Untuk lebih meningkatkan keterampilan dari petugas di lapangan pada hari Minggu (20/01) juga telah dilakukan penyegaran tentang penyakit Rabies dan Bimbingan Teknis tentang tata cara pelaksanaan vaksinasi yang dilakukan oleh Tim dari Ditjen PKH. “Dukungan dari masyarakat sangat diperlukan, diantaranya segera melaporkan jika ada kasus gigitan HPR kepada petugas setempat”, tutur Fadjar Sumping.
“Tim kami juga telah melakukan wawancara dengan masyarakat setempat, berdasarkan hasil penelusuran diperoleh informasi tentang adanya kebiasaan masyarakat untuk memasukan anjing yang berasal dari luar daerah”, ungkap Fadjar. Sehingga menurutnya ada kemungkinan besar anjing yang masuk berasal dari wilayah Flores, namun tidak menutup kemungkinan berasal dari wilayah tertular lainnya seperti Propinsi Bali dan Sulawesi. Untuk itu, Ditjen PKH melibatkan Karantina Pertanian terkait dengan pelaksanaan pengawasan lalu lintas hewan di pintu-pintu masuk dan keluar.
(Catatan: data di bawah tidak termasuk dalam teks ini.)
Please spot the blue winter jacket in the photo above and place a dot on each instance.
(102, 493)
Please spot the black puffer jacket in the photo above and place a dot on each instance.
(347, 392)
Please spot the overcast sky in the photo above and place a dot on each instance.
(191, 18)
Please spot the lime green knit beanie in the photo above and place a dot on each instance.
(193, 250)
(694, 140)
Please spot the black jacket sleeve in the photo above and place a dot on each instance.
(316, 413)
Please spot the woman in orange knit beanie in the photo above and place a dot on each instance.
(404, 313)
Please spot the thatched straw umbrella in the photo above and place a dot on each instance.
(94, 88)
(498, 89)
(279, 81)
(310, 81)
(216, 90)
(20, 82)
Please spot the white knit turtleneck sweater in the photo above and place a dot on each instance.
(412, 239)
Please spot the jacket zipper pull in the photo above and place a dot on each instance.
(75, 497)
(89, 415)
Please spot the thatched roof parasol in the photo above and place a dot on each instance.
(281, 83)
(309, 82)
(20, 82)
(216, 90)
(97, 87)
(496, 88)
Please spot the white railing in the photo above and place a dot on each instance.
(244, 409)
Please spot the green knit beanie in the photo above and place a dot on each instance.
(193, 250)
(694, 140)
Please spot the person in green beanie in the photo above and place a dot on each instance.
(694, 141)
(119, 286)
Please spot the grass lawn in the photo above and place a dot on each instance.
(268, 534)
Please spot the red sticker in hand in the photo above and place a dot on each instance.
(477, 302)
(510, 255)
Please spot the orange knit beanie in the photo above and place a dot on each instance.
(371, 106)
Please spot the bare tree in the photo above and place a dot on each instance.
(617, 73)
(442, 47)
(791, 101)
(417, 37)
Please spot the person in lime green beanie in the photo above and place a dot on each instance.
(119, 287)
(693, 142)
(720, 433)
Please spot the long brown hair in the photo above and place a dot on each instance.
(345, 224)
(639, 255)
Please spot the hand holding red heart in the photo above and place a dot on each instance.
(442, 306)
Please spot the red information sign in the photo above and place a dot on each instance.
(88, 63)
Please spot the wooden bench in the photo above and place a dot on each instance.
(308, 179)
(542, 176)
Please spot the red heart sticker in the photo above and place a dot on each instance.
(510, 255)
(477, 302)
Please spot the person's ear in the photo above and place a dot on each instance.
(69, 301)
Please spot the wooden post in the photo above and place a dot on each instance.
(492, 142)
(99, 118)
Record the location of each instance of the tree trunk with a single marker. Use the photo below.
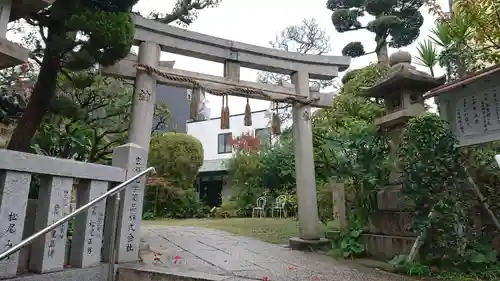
(39, 101)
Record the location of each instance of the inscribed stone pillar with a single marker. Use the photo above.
(14, 188)
(304, 162)
(144, 97)
(48, 252)
(132, 158)
(5, 7)
(88, 226)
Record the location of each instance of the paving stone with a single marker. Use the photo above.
(241, 258)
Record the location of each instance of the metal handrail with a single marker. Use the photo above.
(114, 191)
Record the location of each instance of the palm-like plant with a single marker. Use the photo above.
(428, 55)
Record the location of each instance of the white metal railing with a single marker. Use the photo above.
(114, 219)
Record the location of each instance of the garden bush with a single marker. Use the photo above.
(176, 157)
(162, 200)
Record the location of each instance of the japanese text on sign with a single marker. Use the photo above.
(479, 113)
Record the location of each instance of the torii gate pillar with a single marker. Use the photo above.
(309, 234)
(143, 104)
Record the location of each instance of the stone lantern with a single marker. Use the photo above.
(402, 91)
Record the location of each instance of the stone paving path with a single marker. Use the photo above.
(218, 253)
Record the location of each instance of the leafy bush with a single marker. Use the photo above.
(164, 200)
(176, 157)
(347, 143)
(435, 180)
(245, 171)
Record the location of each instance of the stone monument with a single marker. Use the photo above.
(402, 91)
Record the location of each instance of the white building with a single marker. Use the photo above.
(212, 182)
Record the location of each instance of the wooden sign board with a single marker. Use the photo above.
(473, 111)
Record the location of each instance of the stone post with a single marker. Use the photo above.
(5, 8)
(48, 253)
(132, 158)
(88, 227)
(144, 97)
(304, 165)
(14, 188)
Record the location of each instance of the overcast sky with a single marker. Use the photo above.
(259, 21)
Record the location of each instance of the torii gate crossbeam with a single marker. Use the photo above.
(147, 70)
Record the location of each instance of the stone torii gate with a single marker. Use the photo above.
(147, 70)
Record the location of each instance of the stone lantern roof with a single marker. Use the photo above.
(403, 75)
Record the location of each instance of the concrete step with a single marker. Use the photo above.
(393, 223)
(386, 247)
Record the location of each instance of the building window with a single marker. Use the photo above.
(264, 135)
(224, 143)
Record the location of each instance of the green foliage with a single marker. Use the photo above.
(432, 183)
(353, 49)
(347, 144)
(110, 36)
(245, 172)
(176, 157)
(435, 179)
(162, 200)
(396, 23)
(88, 118)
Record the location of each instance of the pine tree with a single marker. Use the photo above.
(396, 24)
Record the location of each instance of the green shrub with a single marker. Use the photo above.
(166, 201)
(176, 157)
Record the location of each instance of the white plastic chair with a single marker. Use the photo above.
(258, 210)
(279, 206)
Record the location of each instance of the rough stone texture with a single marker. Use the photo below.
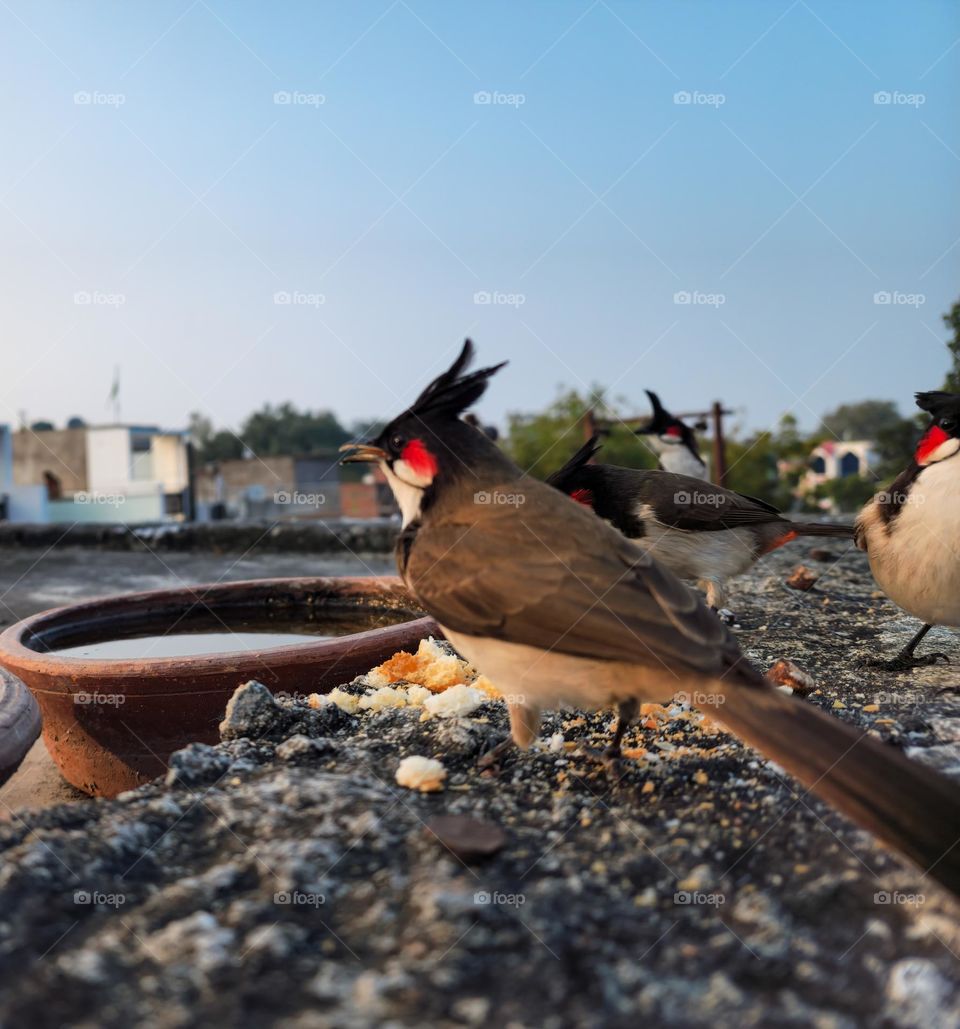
(282, 878)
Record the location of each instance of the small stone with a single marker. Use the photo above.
(469, 839)
(785, 673)
(802, 578)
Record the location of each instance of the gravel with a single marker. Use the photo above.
(283, 878)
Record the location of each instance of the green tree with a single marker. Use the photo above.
(863, 420)
(542, 442)
(952, 321)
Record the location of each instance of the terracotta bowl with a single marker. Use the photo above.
(111, 724)
(20, 723)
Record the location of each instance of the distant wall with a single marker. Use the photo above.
(61, 452)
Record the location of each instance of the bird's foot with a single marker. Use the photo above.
(904, 662)
(491, 763)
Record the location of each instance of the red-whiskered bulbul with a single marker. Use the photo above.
(701, 532)
(911, 532)
(558, 608)
(673, 441)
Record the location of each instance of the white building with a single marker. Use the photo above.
(838, 459)
(111, 473)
Untuk mencegah penyebaran virus lebih luas lagi, Bambang M. Yasin selaku Bupati Dompu telah menetapkan status Kejadian Luar Biasa (KLB) Rabies di Kabupaten Dompu dan telah mengajukan surat permintaan penetapan status wabah kepada Menteri Pertanian. Lebih lanjut, Bambang M. Yasin mengapresiasi pengiriman Tim dan bantuan dari Kementan untuk pengendalian dan penanggulangan Rabies di Dompu.
Ia menyampaikan, fokus pertama pengendalian adalah menurunkan kasus gigitan dengan melakukan eliminasi tertarget pada anjing-tidak tidak berpemilik, khususnya di Kecamatan Kempo, Manggelewa, Pajo, Dompu, dan Woja. Selanjutnya untuk mencegah penyebaran kasus lebih luas ke wilayah lainnya seperti di Sumbawa, serta untuk mengurangi resiko masuknya rabies dari wilayah lainnya, maka Dinas Peternakan dan Kesehatan Hewan (PKH) Propinsi Nusa Tenggara Barat akan mengumpulkan dinas Peternakan se-NTB untuk melakukan koordinasi dalam rangka peningkatan kewaspadaan dan kesiapsiagaan terhadap penyakit Rabies.